El Sayed, yang tinggal dengan suaminya dan tiga anak mereka – Ibrahim, 16 tahun; Ahmed, 14 tahun; dan Zainab, 12 tahun – serta ibu mertuanya, mengatakan dia penghasilan utama keluarganya.

“Kami harus membayar tagihan – sewa rumah, listrik, tagihan pemerintah untuk air, internet. Kami perlu bekerja, dan makan,” katanya.

Dia pulang ke rumah di akhir hari, tetapi 15 pekerja lain tinggal di kebun.

Salah satunya, Youssef Muqbil, 32 tahun, seorang warga Mesir, mengatakan dia mengandalkan pertanian zaitun untuk mendukung istrinya dan dua anaknya, yang berusia 11 dan 13 tahun, di Mesir.

Saat para pekerja di kebun mendengar tentang serangan udara di dekatnya, mereka mundur ke rumah mereka, tetapi suara-suara itu tidak berhenti.

Walid Mushantaf di kebunnya.

“Serangan itu begitu dekat dengan kami,” katanya, menjelaskan betapa menakutkannya pengalaman itu bagi para pekerja.

Perang telah memberikan pukulan besar bagi perusahaan Rose Bechara Perini, Darmmess, setelah peralatan yang digunakan dalam pengolahan zaitun dibom.

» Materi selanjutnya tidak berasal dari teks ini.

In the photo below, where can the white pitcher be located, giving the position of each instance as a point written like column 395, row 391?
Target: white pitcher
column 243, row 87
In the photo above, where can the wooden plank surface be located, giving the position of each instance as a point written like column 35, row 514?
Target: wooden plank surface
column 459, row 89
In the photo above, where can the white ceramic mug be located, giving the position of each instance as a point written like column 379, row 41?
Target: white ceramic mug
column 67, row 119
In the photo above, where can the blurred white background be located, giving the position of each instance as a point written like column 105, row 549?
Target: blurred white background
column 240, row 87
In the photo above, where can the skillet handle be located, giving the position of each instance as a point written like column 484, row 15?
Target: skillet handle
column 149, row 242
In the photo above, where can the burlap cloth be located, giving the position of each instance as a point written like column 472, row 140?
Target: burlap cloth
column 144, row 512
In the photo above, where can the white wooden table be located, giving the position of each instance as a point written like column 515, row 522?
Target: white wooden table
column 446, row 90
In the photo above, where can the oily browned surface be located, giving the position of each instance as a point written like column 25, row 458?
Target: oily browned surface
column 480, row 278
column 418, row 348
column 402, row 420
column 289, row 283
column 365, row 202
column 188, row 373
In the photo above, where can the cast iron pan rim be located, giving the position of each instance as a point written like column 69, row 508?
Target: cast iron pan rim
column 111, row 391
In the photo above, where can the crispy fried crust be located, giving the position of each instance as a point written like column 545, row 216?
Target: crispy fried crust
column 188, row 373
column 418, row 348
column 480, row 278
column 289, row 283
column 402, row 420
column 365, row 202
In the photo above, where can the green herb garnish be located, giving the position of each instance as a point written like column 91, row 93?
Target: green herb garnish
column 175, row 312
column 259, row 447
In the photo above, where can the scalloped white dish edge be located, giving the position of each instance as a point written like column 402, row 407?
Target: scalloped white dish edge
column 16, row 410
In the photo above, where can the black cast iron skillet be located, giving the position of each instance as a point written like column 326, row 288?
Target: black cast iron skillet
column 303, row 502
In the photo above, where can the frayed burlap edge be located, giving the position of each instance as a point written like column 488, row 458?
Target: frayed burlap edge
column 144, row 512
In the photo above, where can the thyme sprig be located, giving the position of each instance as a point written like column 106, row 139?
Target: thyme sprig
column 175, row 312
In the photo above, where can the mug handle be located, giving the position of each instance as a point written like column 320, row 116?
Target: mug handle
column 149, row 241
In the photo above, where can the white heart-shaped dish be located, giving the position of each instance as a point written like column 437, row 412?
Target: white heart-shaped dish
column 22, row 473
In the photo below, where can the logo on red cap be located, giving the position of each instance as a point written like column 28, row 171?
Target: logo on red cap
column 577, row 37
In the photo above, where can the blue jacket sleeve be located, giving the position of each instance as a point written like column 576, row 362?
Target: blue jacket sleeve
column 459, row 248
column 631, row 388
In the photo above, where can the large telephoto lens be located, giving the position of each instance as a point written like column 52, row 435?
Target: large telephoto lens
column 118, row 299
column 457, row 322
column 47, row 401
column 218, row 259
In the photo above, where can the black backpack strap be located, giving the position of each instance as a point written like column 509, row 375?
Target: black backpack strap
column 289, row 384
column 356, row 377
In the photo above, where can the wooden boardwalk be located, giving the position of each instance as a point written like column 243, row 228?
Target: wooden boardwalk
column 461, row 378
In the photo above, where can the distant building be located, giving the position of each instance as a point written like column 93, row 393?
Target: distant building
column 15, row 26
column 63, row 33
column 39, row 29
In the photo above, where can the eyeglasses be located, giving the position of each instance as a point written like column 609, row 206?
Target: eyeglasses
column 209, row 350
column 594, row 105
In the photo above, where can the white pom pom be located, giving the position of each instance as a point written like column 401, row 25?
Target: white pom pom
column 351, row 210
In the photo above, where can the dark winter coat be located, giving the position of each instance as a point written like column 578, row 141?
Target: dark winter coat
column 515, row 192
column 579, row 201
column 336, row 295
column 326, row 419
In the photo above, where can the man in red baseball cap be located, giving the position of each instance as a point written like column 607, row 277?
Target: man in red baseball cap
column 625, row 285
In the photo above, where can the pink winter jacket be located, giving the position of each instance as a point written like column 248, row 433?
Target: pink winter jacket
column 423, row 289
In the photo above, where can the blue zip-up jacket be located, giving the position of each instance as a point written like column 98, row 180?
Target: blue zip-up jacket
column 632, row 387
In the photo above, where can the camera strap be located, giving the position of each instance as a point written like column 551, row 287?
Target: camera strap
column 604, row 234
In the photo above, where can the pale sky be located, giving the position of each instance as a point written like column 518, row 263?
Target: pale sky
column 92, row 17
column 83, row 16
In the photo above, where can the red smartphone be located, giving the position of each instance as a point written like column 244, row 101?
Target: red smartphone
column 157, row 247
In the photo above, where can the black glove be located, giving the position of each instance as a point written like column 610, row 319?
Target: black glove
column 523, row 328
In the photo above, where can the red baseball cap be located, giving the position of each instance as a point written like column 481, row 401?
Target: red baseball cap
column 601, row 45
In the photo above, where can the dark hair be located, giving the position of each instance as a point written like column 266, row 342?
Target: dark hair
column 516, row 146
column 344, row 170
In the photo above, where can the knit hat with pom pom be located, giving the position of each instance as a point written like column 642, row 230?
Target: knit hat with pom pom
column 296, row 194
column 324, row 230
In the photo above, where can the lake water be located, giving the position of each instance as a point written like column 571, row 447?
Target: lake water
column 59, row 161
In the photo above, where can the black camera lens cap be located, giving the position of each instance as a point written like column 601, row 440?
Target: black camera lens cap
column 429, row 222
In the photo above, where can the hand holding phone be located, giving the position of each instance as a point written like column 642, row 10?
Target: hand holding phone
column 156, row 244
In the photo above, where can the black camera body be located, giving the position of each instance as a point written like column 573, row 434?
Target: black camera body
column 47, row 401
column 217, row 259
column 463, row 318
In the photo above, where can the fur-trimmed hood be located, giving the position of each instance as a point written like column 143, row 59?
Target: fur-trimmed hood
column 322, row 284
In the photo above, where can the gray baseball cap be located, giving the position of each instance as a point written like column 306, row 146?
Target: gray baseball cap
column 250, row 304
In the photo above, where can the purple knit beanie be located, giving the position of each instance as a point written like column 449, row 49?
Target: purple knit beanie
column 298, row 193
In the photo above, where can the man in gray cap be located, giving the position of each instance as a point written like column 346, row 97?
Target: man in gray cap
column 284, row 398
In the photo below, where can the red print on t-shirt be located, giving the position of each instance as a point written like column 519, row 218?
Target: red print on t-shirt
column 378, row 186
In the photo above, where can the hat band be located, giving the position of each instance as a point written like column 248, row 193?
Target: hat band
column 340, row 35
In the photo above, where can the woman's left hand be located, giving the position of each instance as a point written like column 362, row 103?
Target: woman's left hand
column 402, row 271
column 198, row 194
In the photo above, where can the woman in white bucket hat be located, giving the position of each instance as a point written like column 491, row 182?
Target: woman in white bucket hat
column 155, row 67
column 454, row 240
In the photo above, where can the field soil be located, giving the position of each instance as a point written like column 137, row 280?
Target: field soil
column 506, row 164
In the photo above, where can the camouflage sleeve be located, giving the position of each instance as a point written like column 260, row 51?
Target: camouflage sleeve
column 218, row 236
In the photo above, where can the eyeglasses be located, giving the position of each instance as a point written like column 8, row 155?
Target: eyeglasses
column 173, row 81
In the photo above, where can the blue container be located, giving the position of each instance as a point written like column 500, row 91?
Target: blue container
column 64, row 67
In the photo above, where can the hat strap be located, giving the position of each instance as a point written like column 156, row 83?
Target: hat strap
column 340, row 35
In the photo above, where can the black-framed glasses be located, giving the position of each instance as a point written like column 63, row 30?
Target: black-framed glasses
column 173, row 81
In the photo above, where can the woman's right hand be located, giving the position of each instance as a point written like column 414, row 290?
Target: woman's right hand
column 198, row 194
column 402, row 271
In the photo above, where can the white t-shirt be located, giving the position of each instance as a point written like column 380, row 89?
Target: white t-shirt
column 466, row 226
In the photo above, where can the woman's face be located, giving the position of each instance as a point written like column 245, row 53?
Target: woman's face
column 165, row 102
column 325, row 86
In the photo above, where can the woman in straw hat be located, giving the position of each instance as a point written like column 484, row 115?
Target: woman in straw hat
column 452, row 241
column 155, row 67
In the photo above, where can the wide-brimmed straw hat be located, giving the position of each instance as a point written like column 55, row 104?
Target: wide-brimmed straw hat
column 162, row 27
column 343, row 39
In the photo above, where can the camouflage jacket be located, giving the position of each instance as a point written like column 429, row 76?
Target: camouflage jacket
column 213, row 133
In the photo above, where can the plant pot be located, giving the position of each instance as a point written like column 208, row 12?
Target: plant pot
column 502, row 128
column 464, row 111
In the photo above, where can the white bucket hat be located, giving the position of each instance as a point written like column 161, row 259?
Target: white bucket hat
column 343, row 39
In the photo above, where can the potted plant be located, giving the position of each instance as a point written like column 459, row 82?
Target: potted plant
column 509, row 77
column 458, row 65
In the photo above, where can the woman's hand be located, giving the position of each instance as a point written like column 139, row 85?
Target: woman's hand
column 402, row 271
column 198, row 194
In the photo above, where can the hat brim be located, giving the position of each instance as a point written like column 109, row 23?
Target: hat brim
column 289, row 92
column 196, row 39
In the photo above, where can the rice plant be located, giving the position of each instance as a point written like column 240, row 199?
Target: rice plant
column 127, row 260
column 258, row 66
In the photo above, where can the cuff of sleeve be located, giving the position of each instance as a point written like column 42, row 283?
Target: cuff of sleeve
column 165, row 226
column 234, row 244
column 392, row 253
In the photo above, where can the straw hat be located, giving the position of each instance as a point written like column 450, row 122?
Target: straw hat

Banyak petani dari Deir Mimas, desa tempat bisnisnya berbasis, telah mengungsi ke Beirut dan menunggu “ajaib” yang bisa memungkinkan mereka untuk kembali pulang dengan aman ke mata pencaharian mereka, tambahnya.

“Zaitun adalah ekonomi. Ini adalah penghasilan kami, ini adalah keberlangsungan hidup kami, ini adalah warisan kami,” katanya. “Ini adalah segalanya di desa.”